Entasis begins Phase I trial of ETX0282 and ETX0282CPDP to treat infections

15th May 2018 (Last Updated May 15th, 2018 00:00)

Entasis Therapeutics has commenced a Phase I clinical trial evaluating ETX0282 in combination with ETX0282CPDP to treat infections caused by multidrug-resistant (MDR) Gram-negative pathogens, including MDR and carbapenem-resistant Enterobacteriaceae (CRE).

Entasis Therapeutics has commenced a Phase I clinical trial evaluating ETX0282 in combination with ETX0282CPDP to treat infections caused by multidrug-resistant (MDR) Gram-negative pathogens, including MDR and carbapenem-resistant Enterobacteriaceae (CRE).

The randomised, double-blind, placebo-controlled trial aims to investigate the safety, tolerability and pharmacokinetics of ETX0282 alone and in combination with cefpodoxime.

Currently being conducted in Australia on healthy subjects, the trial is scheduled to be completed in the first half of next year.

Entasis Therapeutics president and CEO Manos Perros said: “The initiation of clinical studies for ETX0282, what we believe is the first broad-spectrum oral beta-lactamase inhibitor to enter the clinic, marks an important milestone for Entasis and a meaningful step toward the development of an effective oral therapy for patients suffering from drug-resistant bacterial infections.

"ETX0282CPDP has the potential to provide an effective oral therapy option for patients with complicated urinary tract infections."

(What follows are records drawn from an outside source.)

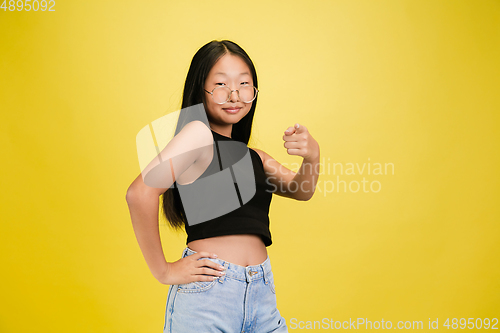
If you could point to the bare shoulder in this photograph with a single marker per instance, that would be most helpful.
(262, 155)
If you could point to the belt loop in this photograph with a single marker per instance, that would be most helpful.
(266, 279)
(221, 278)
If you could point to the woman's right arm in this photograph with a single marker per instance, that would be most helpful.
(143, 203)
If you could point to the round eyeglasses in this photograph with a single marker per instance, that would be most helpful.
(222, 94)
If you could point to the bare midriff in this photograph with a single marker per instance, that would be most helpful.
(244, 250)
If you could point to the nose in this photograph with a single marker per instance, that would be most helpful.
(234, 96)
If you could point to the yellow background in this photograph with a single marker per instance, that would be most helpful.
(413, 83)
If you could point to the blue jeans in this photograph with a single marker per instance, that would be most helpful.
(243, 300)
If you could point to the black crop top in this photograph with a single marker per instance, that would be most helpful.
(250, 218)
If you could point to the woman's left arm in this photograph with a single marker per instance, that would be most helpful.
(287, 183)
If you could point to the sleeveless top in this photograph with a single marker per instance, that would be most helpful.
(251, 217)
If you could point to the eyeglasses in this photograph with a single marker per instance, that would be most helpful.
(222, 94)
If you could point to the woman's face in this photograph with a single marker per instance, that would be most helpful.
(230, 71)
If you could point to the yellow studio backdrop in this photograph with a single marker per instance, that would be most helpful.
(402, 97)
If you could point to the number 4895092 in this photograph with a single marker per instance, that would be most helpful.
(28, 5)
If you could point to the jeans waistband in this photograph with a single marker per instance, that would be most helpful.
(238, 272)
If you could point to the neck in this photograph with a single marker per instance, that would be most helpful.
(222, 130)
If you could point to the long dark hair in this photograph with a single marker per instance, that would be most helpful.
(193, 94)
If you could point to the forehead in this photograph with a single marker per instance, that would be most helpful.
(230, 66)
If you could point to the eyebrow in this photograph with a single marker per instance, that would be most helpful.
(220, 73)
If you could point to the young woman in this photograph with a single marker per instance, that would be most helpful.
(223, 281)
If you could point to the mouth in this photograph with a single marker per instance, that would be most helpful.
(232, 110)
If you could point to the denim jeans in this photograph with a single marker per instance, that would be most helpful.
(243, 300)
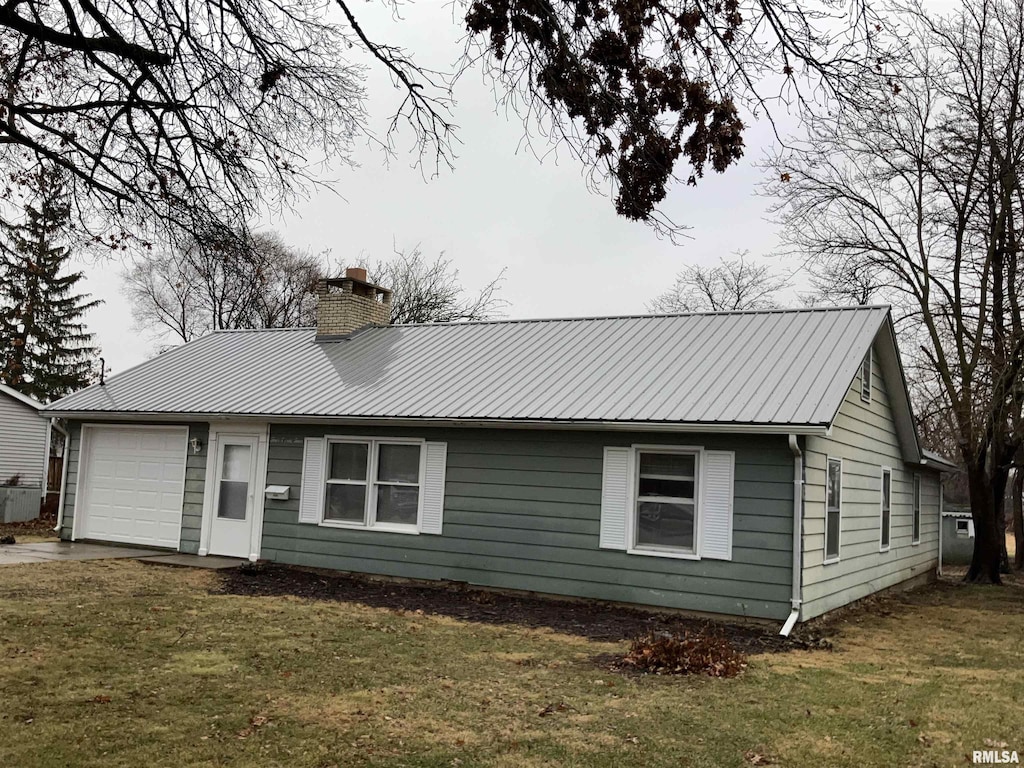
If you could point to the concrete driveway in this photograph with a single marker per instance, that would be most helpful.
(11, 554)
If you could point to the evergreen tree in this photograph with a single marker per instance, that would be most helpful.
(45, 350)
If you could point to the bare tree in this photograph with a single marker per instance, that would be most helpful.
(926, 188)
(192, 291)
(430, 291)
(187, 114)
(192, 114)
(733, 284)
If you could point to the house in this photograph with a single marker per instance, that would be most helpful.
(25, 440)
(757, 464)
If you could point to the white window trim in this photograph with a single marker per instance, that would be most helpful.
(882, 503)
(865, 381)
(826, 560)
(631, 517)
(370, 510)
(916, 502)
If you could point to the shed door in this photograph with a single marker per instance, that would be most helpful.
(133, 484)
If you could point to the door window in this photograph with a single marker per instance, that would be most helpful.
(235, 482)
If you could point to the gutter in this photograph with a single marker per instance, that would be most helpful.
(797, 596)
(97, 417)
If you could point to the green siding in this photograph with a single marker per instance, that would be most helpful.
(192, 508)
(192, 512)
(864, 437)
(522, 511)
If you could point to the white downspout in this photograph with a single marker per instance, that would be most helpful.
(797, 597)
(46, 460)
(64, 480)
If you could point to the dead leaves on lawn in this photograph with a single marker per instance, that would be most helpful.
(551, 709)
(689, 653)
(255, 723)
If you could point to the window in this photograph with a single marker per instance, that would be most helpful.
(916, 510)
(373, 483)
(887, 487)
(834, 493)
(865, 378)
(666, 502)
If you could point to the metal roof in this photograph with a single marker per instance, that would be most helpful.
(23, 398)
(931, 457)
(772, 368)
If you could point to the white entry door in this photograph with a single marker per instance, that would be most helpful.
(235, 494)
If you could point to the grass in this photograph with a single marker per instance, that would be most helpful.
(121, 664)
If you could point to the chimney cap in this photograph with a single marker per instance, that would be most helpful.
(356, 274)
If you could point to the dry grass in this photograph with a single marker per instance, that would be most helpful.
(112, 664)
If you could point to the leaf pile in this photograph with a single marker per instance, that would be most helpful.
(698, 652)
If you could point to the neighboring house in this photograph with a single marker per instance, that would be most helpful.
(650, 460)
(25, 439)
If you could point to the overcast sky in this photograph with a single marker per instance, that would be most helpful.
(565, 251)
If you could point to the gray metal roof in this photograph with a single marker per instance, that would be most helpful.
(756, 368)
(23, 398)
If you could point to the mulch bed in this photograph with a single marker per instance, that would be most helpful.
(594, 621)
(42, 525)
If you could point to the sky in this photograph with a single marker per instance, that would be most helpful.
(564, 251)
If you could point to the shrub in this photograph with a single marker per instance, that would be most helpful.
(690, 653)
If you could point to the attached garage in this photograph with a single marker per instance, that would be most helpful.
(131, 484)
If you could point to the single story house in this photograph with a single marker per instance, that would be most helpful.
(25, 448)
(753, 464)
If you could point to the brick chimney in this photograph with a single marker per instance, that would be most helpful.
(346, 304)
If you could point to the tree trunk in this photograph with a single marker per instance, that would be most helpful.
(985, 561)
(1019, 517)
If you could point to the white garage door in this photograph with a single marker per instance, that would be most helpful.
(133, 483)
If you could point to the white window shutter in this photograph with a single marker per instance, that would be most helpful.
(614, 497)
(312, 489)
(432, 514)
(716, 505)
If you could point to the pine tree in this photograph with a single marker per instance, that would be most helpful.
(45, 350)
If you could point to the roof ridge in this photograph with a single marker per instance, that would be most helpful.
(257, 330)
(650, 315)
(584, 318)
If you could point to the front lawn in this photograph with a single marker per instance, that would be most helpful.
(117, 663)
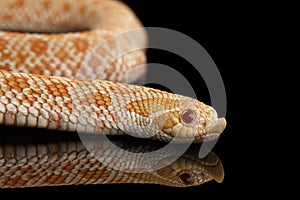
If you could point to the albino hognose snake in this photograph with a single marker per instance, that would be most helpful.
(41, 50)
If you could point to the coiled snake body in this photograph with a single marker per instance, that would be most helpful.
(42, 46)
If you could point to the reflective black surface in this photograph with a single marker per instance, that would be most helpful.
(211, 30)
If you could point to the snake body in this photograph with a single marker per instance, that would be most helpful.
(41, 50)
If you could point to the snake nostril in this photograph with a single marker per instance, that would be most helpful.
(186, 178)
(188, 116)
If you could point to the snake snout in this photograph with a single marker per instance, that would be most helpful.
(217, 128)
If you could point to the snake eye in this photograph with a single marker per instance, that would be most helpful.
(186, 178)
(188, 116)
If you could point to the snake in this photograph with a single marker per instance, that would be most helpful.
(42, 47)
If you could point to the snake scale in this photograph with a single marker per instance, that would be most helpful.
(42, 46)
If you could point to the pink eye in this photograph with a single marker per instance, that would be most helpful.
(186, 178)
(188, 116)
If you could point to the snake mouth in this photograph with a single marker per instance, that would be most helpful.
(216, 129)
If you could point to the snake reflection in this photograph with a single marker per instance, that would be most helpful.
(44, 161)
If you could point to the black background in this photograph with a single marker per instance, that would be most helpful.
(216, 32)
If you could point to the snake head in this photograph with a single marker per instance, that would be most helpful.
(189, 170)
(191, 120)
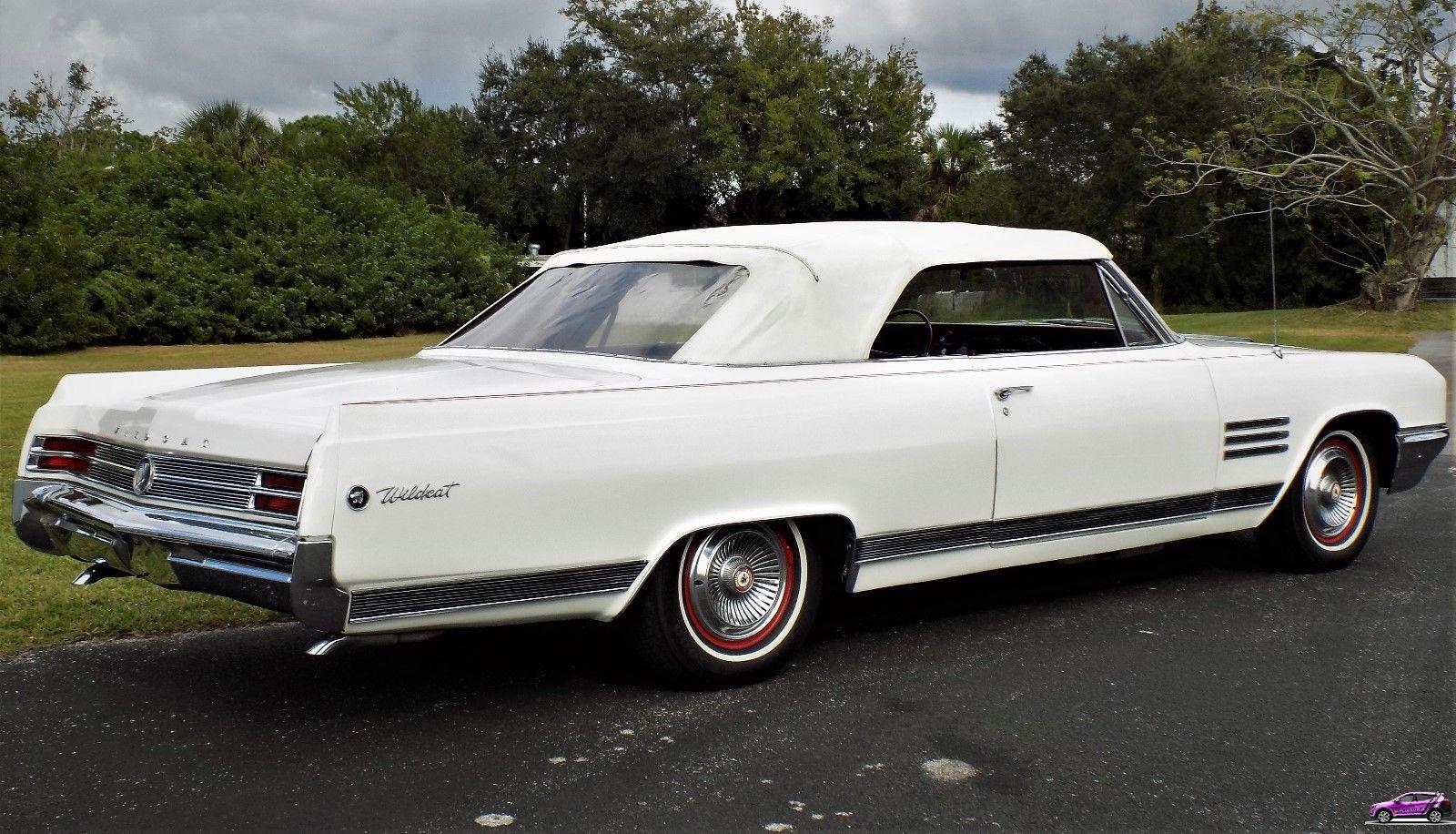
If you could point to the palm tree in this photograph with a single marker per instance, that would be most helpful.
(953, 155)
(230, 128)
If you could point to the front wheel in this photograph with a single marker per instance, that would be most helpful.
(1329, 512)
(728, 606)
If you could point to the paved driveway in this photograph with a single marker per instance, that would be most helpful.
(1184, 690)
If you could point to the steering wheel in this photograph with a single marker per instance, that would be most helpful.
(929, 330)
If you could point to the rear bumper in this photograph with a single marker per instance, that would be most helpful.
(259, 564)
(1414, 453)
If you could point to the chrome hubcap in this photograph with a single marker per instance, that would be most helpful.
(1331, 490)
(735, 579)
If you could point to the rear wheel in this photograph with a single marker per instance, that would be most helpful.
(728, 606)
(1329, 512)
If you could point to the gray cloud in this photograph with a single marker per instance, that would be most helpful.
(164, 57)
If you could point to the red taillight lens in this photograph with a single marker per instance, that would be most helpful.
(75, 445)
(62, 464)
(281, 482)
(277, 504)
(66, 455)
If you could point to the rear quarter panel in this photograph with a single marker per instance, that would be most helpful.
(565, 480)
(1314, 388)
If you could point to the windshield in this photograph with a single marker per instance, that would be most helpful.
(645, 308)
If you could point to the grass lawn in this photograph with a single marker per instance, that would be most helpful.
(38, 605)
(1329, 329)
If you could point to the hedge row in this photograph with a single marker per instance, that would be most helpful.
(178, 245)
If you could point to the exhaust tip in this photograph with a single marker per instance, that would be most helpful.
(331, 642)
(95, 574)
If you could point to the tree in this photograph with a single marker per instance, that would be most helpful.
(230, 128)
(1361, 127)
(389, 137)
(800, 131)
(1072, 152)
(669, 114)
(67, 118)
(953, 157)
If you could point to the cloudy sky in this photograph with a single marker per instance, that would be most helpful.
(164, 57)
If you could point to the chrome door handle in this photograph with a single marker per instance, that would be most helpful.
(1006, 392)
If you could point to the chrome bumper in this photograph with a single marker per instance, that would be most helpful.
(1414, 453)
(261, 564)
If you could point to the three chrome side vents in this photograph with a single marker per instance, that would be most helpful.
(1251, 438)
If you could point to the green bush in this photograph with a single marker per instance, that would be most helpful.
(179, 244)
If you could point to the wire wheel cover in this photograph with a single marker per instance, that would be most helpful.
(1334, 492)
(737, 582)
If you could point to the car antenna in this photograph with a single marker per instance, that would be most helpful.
(1279, 351)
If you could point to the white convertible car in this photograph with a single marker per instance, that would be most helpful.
(699, 432)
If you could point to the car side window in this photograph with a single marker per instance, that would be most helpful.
(975, 310)
(1136, 332)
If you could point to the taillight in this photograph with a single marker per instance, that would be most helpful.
(65, 455)
(280, 504)
(286, 504)
(76, 445)
(283, 482)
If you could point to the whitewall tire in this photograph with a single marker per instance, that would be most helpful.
(728, 605)
(1329, 511)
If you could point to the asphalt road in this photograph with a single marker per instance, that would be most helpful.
(1190, 688)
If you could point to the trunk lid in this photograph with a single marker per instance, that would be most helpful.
(277, 417)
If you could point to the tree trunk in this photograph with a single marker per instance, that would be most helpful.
(1397, 285)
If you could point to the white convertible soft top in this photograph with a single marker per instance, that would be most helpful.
(820, 292)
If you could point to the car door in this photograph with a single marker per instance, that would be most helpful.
(1097, 438)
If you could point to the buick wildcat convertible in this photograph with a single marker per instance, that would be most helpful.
(698, 433)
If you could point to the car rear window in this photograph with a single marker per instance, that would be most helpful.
(642, 308)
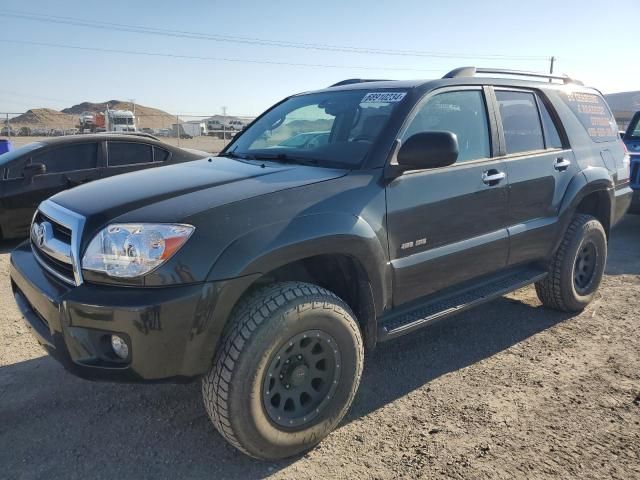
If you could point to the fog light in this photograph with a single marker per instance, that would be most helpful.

“By providing the option of an effective course of oral antibiotic treatment, EXT0282CPDP has the potential to benefit patients as well as the healthcare systems by reducing the risk of nosocomial infections and avoiding the healthcare costs associated with hospitalisations.”

ETX0282 is a new oral beta-lactamase inhibitor while ETX0282CPDP is a combination of ETX0282 and cefpodoxime, an orally available cephalosporin approved for treatment of various bacterial infections.

Entasis Therapeutics chief medical officer Robin Isaacs said: “We believe that ETX0282CPDP has the potential to provide an effective oral therapy option for patients with complicated urinary tract infections due to MDR Enterobacteriaceae.”

Development of ETX0282CPDP has been partially supported by a grant provided by Combating Antibiotic Resistant Bacteria Biopharmaceutical Accelerator program (CARB-X), a public-private partnership focused on early stage antibacterial research and development.